As Defense Secretary Leon Panetta notes that the last of the 33,000 so-called surge troops who were added to the U.S. force in Afghanistan last year have now left the country, there's this interesting news:

In Andar, Afgahnistan, local Pashtuns have taken up arms against the Taliban, The Wall Street Journal reports. And the Journal writes that:

"U.S. Marine Gen. John Allen, the top coalition commander, has publicly compared the Andar revolt — which to a great degree pits local Pashtuns against the largely Pashtun Taliban — to the so-called Anbar Awakening, a rebellion of Iraq's Sunni tribes against al-Qaida-linked Sunni insurgents that became a turning point in the Iraq war. ...

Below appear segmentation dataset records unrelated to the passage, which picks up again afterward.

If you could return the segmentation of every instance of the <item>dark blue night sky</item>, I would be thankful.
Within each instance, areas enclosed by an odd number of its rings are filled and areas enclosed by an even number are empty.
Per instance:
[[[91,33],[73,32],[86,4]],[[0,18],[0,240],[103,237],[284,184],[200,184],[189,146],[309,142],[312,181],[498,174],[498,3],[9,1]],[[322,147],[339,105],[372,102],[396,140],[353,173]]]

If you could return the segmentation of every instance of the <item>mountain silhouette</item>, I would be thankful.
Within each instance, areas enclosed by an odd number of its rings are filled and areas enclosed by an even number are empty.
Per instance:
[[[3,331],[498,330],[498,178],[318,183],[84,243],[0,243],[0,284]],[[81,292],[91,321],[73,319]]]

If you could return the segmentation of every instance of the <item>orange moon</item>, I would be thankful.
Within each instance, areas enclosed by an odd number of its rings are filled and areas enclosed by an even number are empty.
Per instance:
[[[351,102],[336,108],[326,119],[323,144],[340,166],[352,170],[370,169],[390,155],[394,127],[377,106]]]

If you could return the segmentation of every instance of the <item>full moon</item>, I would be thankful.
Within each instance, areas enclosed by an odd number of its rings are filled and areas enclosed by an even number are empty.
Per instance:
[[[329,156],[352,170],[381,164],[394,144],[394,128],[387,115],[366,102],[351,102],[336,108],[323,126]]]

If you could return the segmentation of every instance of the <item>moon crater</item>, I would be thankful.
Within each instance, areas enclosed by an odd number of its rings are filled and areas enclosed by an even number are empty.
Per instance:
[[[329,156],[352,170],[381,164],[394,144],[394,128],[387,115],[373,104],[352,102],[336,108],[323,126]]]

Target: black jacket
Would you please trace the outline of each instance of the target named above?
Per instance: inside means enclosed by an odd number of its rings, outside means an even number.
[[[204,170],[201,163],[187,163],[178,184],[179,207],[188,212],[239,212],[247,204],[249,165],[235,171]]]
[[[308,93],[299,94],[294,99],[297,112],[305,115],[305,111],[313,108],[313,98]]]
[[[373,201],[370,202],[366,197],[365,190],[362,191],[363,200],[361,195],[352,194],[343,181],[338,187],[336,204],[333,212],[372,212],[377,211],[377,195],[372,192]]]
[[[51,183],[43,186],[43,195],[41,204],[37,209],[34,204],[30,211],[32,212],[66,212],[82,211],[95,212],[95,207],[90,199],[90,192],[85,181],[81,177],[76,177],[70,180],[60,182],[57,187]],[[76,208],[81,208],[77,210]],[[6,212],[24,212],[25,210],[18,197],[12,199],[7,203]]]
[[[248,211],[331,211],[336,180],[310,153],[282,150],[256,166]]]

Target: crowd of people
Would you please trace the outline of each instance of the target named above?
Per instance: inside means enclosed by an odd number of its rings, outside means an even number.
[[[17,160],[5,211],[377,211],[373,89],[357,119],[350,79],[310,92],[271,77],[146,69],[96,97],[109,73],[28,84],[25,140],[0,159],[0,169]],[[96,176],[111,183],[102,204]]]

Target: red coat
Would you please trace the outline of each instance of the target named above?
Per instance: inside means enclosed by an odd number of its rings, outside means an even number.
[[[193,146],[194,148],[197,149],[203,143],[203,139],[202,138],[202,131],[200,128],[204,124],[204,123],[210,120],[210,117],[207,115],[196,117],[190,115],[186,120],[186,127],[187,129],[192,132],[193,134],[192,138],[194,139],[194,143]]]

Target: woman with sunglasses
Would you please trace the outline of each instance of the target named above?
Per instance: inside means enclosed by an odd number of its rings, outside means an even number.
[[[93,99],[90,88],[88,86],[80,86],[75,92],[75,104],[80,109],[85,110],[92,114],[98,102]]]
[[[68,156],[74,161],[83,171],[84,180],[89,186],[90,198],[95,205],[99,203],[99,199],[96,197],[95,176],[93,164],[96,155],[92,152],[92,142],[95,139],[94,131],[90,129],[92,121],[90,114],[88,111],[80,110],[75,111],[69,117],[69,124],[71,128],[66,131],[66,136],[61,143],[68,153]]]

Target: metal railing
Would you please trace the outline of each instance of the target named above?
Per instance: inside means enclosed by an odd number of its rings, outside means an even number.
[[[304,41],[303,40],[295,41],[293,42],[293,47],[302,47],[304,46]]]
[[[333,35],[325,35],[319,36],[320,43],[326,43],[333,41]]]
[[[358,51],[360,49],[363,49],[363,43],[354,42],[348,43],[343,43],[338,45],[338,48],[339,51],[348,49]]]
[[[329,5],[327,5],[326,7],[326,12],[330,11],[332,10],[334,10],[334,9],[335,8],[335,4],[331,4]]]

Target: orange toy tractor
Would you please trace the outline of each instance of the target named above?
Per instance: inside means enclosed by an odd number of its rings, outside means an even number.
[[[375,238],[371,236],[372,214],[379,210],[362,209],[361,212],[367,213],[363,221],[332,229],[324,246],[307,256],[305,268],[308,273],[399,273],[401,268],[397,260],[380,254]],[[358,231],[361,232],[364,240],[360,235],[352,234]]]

" Village men — mostly former local Taliban, or members of the Hezb-i-Islami group of warlord Gulbuddin Hekmatyar — say they rose up against harsh new edicts by Taliban commanders who moved here this year from Pakistani madrassas, banning government education and imposing a more austere brand of Islam that defied local customs."

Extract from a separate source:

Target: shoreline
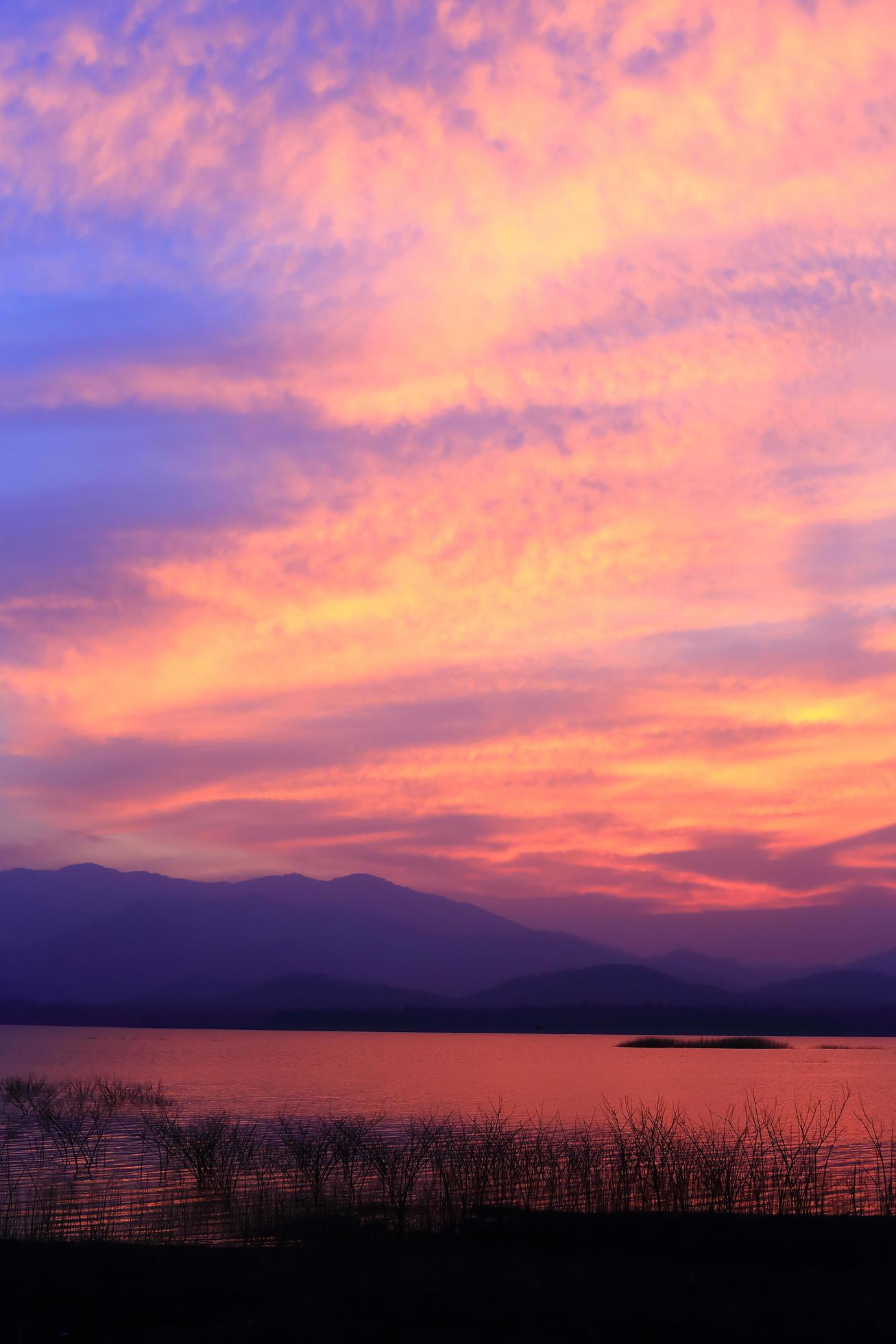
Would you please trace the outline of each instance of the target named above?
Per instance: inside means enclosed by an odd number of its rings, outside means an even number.
[[[0,1242],[11,1344],[884,1340],[895,1219],[532,1214],[298,1247]]]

Back in February 2011, Andar was the subject of a New York Times piece on the "underground government, organized under the Taliban's banner," that had been created there. The Journal's report makes clear that the locals aren't pro-American and aren't necessarily supporters of President Hamid Karzai's government. They are, though, said to be tired of the Taliban.

Andar is in southeast Afghanistan's Ghazni province.